In 1971 a concept was put forward by the NASA Lewis Research Center for a supersonic transport engine which operated as an aft-fan turbofan at take-off and subsonic speeds and a turbojet at higher speeds. This would give the low noise and high thrust characteristics of a turbofan at take-off, together with turbofan high propulsive efficiency at subsonic flight speeds. It would have the high propulsive efficiency of a turbojet at supersonic cruise speeds.[48]

Basic two-spool

A dual-spool axial-flow compressor.

Many turbofans have at least basic two-spool configuration where the fan is on a separate low pressure (LP) spool, running concentrically with the compressor or high pressure (HP) spool; the LP spool runs at a lower angular velocity, while the HP spool turns faster and its compressor further compresses part of the air for combustion.[citation needed] The BR710 is typical of this configuration. At the smaller thrust sizes, instead of all-axial blading, the HP compressor configuration may be axial-centrifugal (e.g., CFE CFE738), double-centrifugal or even diagonal/centrifugal (e.g. Pratt & Whitney Canada PW600).

Boosted two-spool

Higher overall pressure ratios can be achieved by either raising the HP compressor pressure ratio or adding compressor (non-bypass) stages to the LP spool, between the fan and the HP compressor, to boost the latter. All of the large American turbofans (e.g. General Electric CF6, GE90, GE9X and GEnx plus Pratt & Whitney JT9D and PW4000) use booster stages. The Rolls-Royce BR715 is another example. The high bypass ratios used in modern civil turbofans tend to reduce the relative diameter of the booster stages, reducing their mean tip speed. Consequently, more booster stages are required to develop the necessary pressure rise.

Three-spool

Rolls-Royce chose a three-spool configuration for their large civil turbofans (i.e. the RB211 and Trent families), where the booster stages of a boosted two-spool configuration are separated into an intermediate pressure (IP) spool, driven by its own turbine. The first three-spool engine was the earlier Rolls-Royce RB.203 Trent of 1967.

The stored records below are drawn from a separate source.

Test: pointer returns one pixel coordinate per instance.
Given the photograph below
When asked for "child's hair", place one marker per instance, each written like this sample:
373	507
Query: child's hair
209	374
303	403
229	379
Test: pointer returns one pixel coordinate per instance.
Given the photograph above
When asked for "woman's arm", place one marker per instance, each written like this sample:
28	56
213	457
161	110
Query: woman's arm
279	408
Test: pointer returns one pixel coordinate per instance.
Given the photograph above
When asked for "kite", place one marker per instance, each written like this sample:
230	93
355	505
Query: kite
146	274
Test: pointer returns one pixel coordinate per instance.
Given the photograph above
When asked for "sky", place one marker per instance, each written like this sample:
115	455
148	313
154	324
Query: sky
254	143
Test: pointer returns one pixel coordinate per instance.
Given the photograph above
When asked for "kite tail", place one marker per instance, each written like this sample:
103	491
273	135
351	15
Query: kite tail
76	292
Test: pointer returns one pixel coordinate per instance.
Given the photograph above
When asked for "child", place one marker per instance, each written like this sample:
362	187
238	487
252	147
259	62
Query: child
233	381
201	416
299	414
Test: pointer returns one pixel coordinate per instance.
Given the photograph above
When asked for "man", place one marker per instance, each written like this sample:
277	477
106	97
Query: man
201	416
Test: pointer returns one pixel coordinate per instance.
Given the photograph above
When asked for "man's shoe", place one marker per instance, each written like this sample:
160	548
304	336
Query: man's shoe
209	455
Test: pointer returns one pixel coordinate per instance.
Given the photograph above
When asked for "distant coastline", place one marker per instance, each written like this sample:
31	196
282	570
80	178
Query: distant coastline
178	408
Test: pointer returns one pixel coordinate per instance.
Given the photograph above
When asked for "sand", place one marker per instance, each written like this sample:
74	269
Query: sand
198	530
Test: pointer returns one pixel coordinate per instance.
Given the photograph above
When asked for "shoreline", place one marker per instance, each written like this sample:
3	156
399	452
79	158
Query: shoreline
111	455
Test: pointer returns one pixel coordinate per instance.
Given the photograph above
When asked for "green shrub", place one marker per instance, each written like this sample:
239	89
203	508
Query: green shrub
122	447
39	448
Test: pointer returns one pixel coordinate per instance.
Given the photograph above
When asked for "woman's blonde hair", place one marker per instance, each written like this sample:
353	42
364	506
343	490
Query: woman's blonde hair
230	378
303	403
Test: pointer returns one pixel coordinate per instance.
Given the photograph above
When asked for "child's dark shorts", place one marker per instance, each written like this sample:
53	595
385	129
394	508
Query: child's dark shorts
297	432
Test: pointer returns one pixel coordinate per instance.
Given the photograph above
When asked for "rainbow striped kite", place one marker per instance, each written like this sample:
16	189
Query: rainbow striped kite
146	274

The Garrett ATF3, powering the Dassault Falcon 20 business jet, has an unusual three spool layout with an aft spool not concentric with the two others.

Ivchenko Design Bureau chose the same configuration as Rolls-Royce for their Lotarev D-36 engine, followed by Lotarev/Progress D-18T and Progress D-436.

The Turbo-Union RB199 military turbofan also has a three-spool configuration, as do the military Kuznetsov NK-25 and NK-321.